Zainab al-Khawaja, 32, was taken into custody in March with her 17-month-old son over several charges, including tearing up a picture of King Hamad bin Isa al-Khalifa, the country's leader.
The charges have not been dropped, however, and she still faces up to three years in prison.
Her sister, Maryam al-Khawaja, told BuzzFeed News: "It's great for Zainab to be going home to her children, but as far as we know the [charges] have not been dropped and she remains at risk of arrest at any time.
"What Bahrain needs isn't only for prisoners of conscience to be released, but for the system that puts them in prison to begin with to be changed.
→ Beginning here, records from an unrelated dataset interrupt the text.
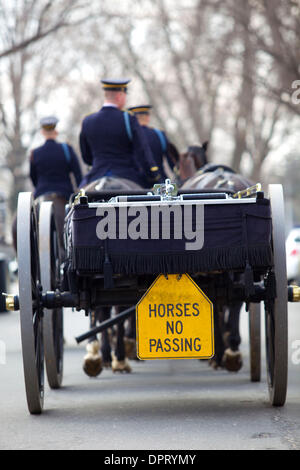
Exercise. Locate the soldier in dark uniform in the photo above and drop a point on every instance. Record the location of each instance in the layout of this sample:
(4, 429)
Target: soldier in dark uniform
(51, 166)
(157, 139)
(113, 143)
Otherwise all releases are temporary, and people will continue to be arrested and imprisoned for practicing basic rights."
The arrest of Zainab al-Khawaja – known on social media as Angry Arabia on Twitter, where she has tens of thousands of followers – had prompted outrage on social media and mounting pressure from the international community.
In February the US secretary of state, John Kerry, was told by Bahrain's foreign minister that she would be released on humanitarian grounds, while the British Foreign Office was also known to have raised the case "at the highest levels".
News of Khawaja's release comes a day after an appeals court increased a prison sentence imposed on a Shiite opposition leader, Sheik Ali Salman, from four to nine years.
Sayed Ahmed Alwadaei, director of advocacy at the Bahrain Institute for Rights and Democracy, called the U-turn a "PR stunt".
"She should never have been in prison to begin with," he said. "And in the last 24 hours, Bahraini courts increased an opposition leader's prison term from four years to nine, rendered over 20 people stateless, and upheld the death sentences of torture victims."